Configuring the Schema
The Configuration > Schema tab is used to define the attributes for each object type in the application being configured. Use the following fields to define attributes for use with the IdentityIQ application.
Note
Fields marked with an asterisk (*) are required fields.
See Schema Attributes for a complete list and description of supported attributes.
For Object Type: account:
Native Object Type*
LDAP default types are iNetOrgPerson and groupOfUniqeNames for groups.
The type of object with which the attributes are associated. For example, User and Group for Active Directory LDAP or DBA_USER and DBA_ROLES for Oracle.
Identity Attribute*
Do not change the identity attribute on connectors with pre-defined schema.

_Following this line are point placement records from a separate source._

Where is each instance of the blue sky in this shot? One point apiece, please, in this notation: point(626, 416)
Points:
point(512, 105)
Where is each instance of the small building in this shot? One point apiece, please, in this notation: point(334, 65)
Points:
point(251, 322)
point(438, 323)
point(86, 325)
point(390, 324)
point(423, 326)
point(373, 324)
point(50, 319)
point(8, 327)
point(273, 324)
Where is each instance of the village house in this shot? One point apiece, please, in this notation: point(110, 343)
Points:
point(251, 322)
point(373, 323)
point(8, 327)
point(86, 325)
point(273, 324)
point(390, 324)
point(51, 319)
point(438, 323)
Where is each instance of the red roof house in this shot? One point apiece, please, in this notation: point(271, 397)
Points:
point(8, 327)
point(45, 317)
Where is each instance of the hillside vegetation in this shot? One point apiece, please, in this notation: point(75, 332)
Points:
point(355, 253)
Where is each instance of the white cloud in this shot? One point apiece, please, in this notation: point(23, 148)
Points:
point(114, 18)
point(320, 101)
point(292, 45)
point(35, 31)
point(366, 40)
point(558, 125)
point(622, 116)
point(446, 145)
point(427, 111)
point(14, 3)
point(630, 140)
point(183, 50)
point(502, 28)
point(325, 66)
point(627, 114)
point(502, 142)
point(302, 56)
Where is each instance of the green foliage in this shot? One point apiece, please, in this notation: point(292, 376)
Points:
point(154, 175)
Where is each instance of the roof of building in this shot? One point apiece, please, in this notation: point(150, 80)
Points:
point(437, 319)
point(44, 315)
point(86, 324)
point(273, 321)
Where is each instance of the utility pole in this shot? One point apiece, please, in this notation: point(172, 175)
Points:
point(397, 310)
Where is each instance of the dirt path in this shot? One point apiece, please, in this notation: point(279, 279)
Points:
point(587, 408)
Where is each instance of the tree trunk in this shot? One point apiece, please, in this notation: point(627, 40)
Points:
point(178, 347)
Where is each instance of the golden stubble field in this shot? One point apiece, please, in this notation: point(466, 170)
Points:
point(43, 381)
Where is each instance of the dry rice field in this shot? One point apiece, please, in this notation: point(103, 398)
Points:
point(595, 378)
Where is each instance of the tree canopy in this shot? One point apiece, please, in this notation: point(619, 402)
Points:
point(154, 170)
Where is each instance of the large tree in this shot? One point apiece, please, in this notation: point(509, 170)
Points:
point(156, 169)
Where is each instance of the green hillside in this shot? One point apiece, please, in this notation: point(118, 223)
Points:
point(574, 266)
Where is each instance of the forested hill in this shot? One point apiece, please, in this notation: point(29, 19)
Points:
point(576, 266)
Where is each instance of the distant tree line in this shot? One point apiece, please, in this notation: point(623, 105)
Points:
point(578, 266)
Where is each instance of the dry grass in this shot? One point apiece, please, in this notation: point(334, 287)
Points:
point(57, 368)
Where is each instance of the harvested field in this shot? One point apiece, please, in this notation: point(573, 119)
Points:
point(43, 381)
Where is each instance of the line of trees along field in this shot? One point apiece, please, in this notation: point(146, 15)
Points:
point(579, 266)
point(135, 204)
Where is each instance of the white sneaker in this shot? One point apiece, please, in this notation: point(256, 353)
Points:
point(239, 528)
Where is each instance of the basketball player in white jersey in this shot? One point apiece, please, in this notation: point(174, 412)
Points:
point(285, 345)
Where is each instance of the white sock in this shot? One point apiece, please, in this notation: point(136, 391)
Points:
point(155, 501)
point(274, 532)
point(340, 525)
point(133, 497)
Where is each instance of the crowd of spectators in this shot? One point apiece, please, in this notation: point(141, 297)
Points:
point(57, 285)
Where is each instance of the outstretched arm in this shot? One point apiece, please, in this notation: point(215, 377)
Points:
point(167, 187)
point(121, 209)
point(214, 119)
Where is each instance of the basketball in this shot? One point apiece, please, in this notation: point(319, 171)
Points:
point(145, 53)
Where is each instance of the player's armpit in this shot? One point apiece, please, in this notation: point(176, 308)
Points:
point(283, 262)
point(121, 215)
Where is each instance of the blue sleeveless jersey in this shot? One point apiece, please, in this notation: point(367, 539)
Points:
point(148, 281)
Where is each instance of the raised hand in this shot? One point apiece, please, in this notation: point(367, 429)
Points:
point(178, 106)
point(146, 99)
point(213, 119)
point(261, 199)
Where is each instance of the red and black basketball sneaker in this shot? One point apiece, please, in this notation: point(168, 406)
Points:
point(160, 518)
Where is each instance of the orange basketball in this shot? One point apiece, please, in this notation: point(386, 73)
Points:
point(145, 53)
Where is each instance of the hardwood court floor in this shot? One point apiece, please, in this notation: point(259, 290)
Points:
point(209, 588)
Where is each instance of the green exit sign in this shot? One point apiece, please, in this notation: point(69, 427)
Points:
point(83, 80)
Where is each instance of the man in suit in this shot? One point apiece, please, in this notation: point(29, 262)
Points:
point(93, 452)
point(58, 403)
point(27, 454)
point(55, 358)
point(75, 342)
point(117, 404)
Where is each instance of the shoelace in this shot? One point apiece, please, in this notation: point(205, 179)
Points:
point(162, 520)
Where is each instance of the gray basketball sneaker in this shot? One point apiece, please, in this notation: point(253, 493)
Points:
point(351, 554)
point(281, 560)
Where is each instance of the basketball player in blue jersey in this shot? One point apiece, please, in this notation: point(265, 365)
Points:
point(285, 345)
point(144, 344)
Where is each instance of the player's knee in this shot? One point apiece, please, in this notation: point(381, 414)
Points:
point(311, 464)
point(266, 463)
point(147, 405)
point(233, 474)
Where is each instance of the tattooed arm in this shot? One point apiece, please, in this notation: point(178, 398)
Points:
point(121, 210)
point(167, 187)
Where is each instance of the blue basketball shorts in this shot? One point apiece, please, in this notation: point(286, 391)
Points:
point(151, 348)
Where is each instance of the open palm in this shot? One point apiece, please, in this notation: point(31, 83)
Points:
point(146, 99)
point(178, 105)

The attribute that is used by the IdentityIQ application to identify the object.
Display Attribute
The attribute that is used as the object name as it appears throughout the IdentityIQ application.
Instance Attribute
The attribute that uniquely identifies a specific instance of an application.
Instance Attributes are not supported for Managed Attributes.
Remediation Modifiable
This option does not apply to MEDITECH because it is Readonly.
Accounts that are remediation modifiable can have their values and permissions modified from the Certification Report page for the identity being certified.
For Object Type: Role:
Aggregation Type
Select the aggregation type to use for roles. These are used to define the makeup of the Target and Target Permissions.
-
Group
-
Alert
-
Unstructured
Native Object Type*
LDAP default types are iNetOrgPerson and groupOfUniqeNames for groups.
The type of object with which the attributes are associated. For example, User and Group for Active Directory LDAP or DBA_USER and DBA_ROLES for Oracle.
Identity Attribute*
Do not change the identity attribute on connectors with pre-defined schema.
The attribute that is used by the IdentityIQ application to identify the object.
Description Attribute
Used during group/role aggregation to indicate which of the attributes is used to populate the corresponding ManagedAttribute description. The value set here overwrites values set during the Account Group Aggregation task.
Display Attribute
The attribute that is used as the object name as it appears throughout the IdentityIQ application.
Instance Attribute
The attribute that uniquely identifies a specific instance of an application.
Instance Attributes are not supported for Managed Attributes.
Remediation Modifiable
This option does not apply to MEDITECH because it is Readonly.
Accounts that are remediation modifiable can have their values and permissions modified from the Certification Report page for the identity being certified.